昔、晋陽の山賊を山ごと野焼きにしたことが思い出される。山を火の帯に変え、一切の命を焼き尽くしてみせた。焦げ付いた地面には無数の屍体が散らばっており、こげた匂いが鼻をつき、呂布は惨状を一目見て踵を返した。

 同じように、あんなにも無残に友が死ぬのは、甚だ不本意である。呂布はもやのような不安が広がるのを懸命に抑えた。

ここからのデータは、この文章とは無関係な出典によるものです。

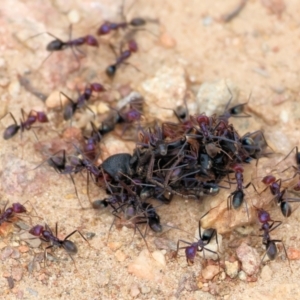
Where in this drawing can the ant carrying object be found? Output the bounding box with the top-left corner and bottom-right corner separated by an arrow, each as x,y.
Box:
29,223 -> 89,267
0,202 -> 27,226
257,209 -> 288,261
30,24 -> 99,68
176,220 -> 220,265
2,109 -> 48,140
105,39 -> 138,78
262,175 -> 300,218
60,83 -> 105,121
97,0 -> 158,35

 炎の壁と化した家に入ると、地下への階段から飛び出すように、レノンの頭が見えた。

 木が爆ぜた太い音とともに、その体が揺らぐのを呂布が支える。


「リョフさん! 無事だったか」


「奴らは倒した。もう安全だ」


 一瞬安堵の表情を浮かべるレノンが、再度キノンを見やる。

 ガノンはキノンの足を持ちながら、怒りを抑えきれない様子だった。


「キノンの血が止まらんのだ」


「ちくしょう、外のやつら絶対許さねぇ。根切りにしてくれたんだよなぁ、リョフよぉ」


「当然だ。早く、出るぞ」


「はっははっ、強、いなぁ。リョ、フは・・・」


 キノンが、消え入りそうな声を出す。

 階段を這い出るように進み、何とか屋外へと全員が身を滑らせたとき、柱がメキメキと骨を折るように崩れていった。

 支えるものがなくなった家屋は、残骸、とでもいうようにその形を変えていく。

 呂布がキノンを草原に下ろしたとき、家は焚き火のような形状に化けていた。


「しゃべるな! 今、縫い合わせるからな! ちくしょう、ちくしょう・・・」


 ガノンが布でキノンの背中を抑える。

 うつ伏せとなったキノンに、レノンが懸命に処置を施した。

 血が草原の露となり、血だまりを広げていった。


「むぅ」


 呂布が、嘆息をつく。

 キノンの傷は深く、骨まで達するほどのものだった。

 医療、という概念を持たない呂布から見れば、それは致命傷に等しいものだ。

 多くの戦陣で同程度の切り傷で相手を殺傷してきた故に、救いようもないことがよく理解できてしまった。

 呂布は、相手を敬うようにキノンの顔に近づき言葉をかける。


「キノン、仇はとったぞ」


「へっへへ、さっすがリョフだぁ。ありがと、う。俺、もう満足、だぞ・・・・・・」


 うつぶせのまま、キノンが笑う。一瞬色あせていた黄色の衣服が、柔和に見えた。


「諦めるな!」


「馬鹿言うんじゃねぇ!」


 キノンとガノンが吠える。

 呂布は、キノンの懸命な笑顔を確認すると、一歩下がった。

 縋るように呂布を見るガノンに、力なく首を振る。助かる術があるなら、助けている。それがないのは、いかに無力なことであろうか。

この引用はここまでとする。